According to 2023 statistics, the Eastern Cape citrus industry is the second largest in South Africa after Limpopo, and accounts for a quarter of the Eastern Cape’s gross domestic product with 24,508 hectares under production. The main export markets for the South African citrus industry are Europe, Africa, United Kingdom, Russia, North America, Asia, and the Middle East. Citrus varieties produced include lemons, with the Eastern Cape being the fifth largest exporter of lemons in the world. Soft citrus such as mandarins and clementines, and oranges including Valencias and Navals, as well as grapefruit, are also produced.

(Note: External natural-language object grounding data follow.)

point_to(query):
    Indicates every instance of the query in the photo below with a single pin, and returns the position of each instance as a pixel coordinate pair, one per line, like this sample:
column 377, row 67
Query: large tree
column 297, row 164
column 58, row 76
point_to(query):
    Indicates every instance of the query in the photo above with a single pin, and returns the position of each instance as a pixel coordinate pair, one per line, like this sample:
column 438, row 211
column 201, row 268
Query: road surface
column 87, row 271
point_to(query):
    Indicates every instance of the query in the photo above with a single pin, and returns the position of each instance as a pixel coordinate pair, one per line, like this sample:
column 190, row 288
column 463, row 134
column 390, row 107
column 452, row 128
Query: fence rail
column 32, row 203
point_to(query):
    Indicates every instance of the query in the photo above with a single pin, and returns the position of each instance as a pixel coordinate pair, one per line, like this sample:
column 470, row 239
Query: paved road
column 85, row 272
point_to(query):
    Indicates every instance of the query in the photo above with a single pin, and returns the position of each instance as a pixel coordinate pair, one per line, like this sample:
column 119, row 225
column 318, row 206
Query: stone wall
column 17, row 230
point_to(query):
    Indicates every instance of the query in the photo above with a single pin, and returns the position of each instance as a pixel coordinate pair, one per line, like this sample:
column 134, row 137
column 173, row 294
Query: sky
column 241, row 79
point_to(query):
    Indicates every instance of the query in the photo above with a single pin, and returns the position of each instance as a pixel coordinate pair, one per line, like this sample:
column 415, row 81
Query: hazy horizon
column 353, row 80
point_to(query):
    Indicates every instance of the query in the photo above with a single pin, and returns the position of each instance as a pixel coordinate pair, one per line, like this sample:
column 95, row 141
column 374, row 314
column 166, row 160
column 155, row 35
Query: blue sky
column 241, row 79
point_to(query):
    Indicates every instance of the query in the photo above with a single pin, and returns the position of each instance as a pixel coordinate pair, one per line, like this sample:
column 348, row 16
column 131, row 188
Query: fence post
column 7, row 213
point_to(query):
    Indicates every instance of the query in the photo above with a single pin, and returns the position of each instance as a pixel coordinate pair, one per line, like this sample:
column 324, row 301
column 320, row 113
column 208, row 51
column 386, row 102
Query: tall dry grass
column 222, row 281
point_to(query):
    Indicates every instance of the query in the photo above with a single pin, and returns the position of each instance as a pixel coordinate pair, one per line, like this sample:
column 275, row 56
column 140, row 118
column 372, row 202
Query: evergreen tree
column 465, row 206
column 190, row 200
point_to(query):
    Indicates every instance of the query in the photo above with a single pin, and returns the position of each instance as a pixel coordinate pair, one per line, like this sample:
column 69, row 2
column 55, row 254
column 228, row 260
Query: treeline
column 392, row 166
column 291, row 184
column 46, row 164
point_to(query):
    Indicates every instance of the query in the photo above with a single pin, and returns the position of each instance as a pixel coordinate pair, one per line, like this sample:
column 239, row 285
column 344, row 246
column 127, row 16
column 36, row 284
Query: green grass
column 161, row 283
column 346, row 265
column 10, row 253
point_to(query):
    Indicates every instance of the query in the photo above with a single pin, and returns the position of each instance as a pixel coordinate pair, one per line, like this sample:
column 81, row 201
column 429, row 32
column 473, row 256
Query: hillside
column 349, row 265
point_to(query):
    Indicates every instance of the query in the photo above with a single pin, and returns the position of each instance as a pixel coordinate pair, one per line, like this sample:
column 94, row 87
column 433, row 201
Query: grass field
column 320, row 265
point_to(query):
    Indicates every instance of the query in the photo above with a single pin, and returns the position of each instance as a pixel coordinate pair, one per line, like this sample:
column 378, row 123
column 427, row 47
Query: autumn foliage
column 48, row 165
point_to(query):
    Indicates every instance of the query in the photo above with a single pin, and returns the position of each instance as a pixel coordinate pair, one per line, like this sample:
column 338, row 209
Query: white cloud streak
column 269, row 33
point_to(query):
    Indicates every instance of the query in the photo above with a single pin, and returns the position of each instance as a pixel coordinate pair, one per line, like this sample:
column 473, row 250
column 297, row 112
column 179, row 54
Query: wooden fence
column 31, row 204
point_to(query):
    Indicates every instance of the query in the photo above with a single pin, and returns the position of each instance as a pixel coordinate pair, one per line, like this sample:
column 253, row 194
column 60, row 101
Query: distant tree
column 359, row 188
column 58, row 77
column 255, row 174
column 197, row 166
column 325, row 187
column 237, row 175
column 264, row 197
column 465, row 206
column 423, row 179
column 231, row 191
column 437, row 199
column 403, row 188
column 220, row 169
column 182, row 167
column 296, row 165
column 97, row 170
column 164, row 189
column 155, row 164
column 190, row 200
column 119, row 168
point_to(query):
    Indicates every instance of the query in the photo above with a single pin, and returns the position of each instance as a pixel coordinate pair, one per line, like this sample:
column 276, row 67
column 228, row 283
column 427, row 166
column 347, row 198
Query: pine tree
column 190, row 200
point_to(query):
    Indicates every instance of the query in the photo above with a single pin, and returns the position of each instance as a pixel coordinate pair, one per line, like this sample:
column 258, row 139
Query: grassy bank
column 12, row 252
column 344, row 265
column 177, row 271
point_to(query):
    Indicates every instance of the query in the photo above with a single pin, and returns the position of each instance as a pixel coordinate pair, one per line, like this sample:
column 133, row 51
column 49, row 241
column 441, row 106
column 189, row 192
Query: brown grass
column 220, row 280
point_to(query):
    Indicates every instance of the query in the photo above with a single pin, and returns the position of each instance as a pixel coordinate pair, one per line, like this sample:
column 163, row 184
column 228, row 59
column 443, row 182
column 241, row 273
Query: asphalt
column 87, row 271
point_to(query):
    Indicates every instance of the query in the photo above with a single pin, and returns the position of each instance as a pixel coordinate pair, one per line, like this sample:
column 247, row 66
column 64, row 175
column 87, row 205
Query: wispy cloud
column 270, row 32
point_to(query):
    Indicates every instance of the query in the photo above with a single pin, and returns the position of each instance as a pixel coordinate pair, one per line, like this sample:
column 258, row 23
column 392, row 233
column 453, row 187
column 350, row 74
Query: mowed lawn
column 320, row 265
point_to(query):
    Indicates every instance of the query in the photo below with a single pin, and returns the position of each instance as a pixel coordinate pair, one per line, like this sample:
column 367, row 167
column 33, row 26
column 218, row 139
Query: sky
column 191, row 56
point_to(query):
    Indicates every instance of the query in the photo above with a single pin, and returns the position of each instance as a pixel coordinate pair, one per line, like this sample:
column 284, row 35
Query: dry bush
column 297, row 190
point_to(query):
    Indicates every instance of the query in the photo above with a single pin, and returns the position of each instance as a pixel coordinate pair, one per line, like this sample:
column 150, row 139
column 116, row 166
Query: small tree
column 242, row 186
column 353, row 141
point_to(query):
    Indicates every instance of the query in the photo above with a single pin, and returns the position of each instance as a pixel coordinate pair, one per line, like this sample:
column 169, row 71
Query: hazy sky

“The programme will support black citrus producers with compliance with Global Good Agricultural Practices (Global GAP). The costly Global GAP certification is a prerequisite for entering the export market. An additional requirement is compliance with the Sustainable Initiative of South Africa’s (SIZA) ethical trade requirements. Farmers need to be certified on both standards to access export markets open to the citrus industry. The agreement will also result in the development of a feasibility study for the establishment of post-harvest facilities such as a packhouse and a juicing plant for participation in the value chain and also appreciate additional revenue streams for black farmers and the sector

“The agreement will be critical in ensuring that black citrus producers fully realise their export potential by ensuring that they are compliant with Global GAP and SIZA standards. The agreement will ensure that black citrus producers have this certification. The Global GAP ensures compliance with the safe use of chemicals during production and farming practices in the farms. The SIZA certification is an ethical trade requirement which enforces good relationships with farmworkers, adherence to labour laws of the country as well as promoting good living conditions on farms,” says ECDC senior manager for manufacturing and agro-processing Akho Skenjana.

The agreement includes a feasibility study to investigate the establishment of post-harvest facilities such as a packhouse and a juicing plant. The feasibility study will establish whether there is a need for these facilities as well as the most strategic location, size, capacity and volumes required. This is based on a request from black citrus producers in the Sarah Baartman District Municipality. The juicing facility is envisaged for the Kat River Valley in Fort Beaufort in the Eastern Cape Midlands. The absence of a juicing facility presents a lost opportunity for additional income streams for the farmers.

General manager for the Tshwane-headquartered CGA Grower Development Company Lukhanyo Nkombisa says the agreement is part of its goals of driving the development of the citrus industry while contributing to its transformation agenda.

Nkombisa says in terms of the agreement, the capital injection will be used for compliance and feasibility studies which will go a long way in building up black citrus producers in the province. The compliance work will include assessments of farming operations, support, and certification of black citrus producers.

“The initial target is 10 black producers as a start for compliance and certification support. In our database, we have 32 black farmers in the Eastern Cape who need this type of support. Even though some are already exporting, they still need certification support because it is an annual requirement before the start of the citrus season. These certificates need to accompany their exports,” says Nkombisa.

Nkombisa says the agreement with the ECDC is central to developing black citrus farmers so that they are ready for commercialisation. The intention is to build the agreement into a five-year partnership with strict areas of focus.